Rotterdam, Singapore and partners pledge 20-30% shipping emission cut by 2030
The pledge was made at the third ‘Green and Digital Shipping Corridor’ workshop held in Rotterdam this week, said the port authorities.
PHOTO: Aerial view of Port of Rotterdam in the Netherlands. Getty Images
The Port of Rotterdam Authority, the Maritime and Port Authority of Singapore (MPA) and 20 green corridor partners have vowed to reduce 20% to 30% of global shipping emissions by 2030, compared to 2022.
The Port of Rotterdam said that the corridor will work towards the International Maritime Organisation's (IMO) revised greenhouse gas (GHG) emission reduction goals by using zero or near-zero emission fuels “like synthetic and bio-variants of methanol, ammonia and LNG." They target uptake from large container ships (at least 8,000 TEU) on the 15,000 km route, alongside operational and digital improvements.
The corridor has garnered support from shipping companies, port authorities, fuel suppliers, banks, higher learning institutes and knowledge partners since it was conceptualised a year ago, Port of Rotterdam added.
Currently, members of the corridor project are aggregating demand and supply to minimise the cost gap between conventional and alternative fuels, Rotterdam's port authority said.
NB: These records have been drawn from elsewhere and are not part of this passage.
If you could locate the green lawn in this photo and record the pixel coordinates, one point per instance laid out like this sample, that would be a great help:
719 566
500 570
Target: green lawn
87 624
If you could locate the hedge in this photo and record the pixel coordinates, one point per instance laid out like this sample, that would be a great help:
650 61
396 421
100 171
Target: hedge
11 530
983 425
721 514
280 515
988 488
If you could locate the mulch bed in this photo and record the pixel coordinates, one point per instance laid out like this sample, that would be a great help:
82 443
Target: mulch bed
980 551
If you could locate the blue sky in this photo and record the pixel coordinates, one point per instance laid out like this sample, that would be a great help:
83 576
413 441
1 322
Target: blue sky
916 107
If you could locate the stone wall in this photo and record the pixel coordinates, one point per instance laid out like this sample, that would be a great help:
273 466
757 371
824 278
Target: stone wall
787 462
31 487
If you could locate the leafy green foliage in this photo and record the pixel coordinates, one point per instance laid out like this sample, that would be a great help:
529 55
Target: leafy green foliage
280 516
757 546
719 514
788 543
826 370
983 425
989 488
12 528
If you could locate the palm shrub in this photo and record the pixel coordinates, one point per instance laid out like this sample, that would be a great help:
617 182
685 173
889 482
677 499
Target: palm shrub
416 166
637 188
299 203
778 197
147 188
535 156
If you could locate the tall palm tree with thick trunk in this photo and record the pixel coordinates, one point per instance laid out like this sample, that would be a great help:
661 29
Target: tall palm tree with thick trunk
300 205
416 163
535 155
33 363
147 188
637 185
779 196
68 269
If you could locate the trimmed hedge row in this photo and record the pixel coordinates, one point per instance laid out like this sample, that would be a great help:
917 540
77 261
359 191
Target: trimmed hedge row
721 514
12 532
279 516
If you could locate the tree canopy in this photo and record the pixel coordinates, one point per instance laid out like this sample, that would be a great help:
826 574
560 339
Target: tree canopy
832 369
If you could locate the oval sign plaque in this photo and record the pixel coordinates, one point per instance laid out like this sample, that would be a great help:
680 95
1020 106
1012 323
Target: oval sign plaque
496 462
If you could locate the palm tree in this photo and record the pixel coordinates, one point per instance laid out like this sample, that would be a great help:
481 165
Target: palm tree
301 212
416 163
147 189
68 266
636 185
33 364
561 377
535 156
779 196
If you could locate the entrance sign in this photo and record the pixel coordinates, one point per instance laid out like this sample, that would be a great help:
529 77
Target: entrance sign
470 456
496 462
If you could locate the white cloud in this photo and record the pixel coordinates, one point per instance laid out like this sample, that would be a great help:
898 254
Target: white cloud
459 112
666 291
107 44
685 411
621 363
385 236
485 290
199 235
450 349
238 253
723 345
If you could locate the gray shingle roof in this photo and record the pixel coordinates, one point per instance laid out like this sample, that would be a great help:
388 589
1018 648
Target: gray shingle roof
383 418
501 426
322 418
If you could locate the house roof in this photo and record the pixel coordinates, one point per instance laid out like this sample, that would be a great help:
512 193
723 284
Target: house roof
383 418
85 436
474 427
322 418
The members are looking into “deployment of all of these fuels on the trade lane, spanning across demand and supply of fuel, standards, safety procedures, financing, and regulations,” it added.
A separate working group has also been established to study “modeling price-gap differences to incentivise the uptake of alternative fuels,” the port authorities announced.
“The partners believe that the corridor’s approach, supported by the strong industry coalition will provide greater certainty in demand and help scale-up production of zero and near-zero emission fuels,” Port of Rotterdam said.
Among the 20 green and digital shipping corridor partners who have joined forces with the MPA and Port of Rotterdam include shipping major A.P. Moller Maersk, oil and gas majors BP and Shell, the Centre for Maritime Studies of the National University of Singapore, Citi Bank, Mærsk Mc-Kinney Møller Center for Zero-Carbon Shipping, SEA-LNG and the University of Oxford.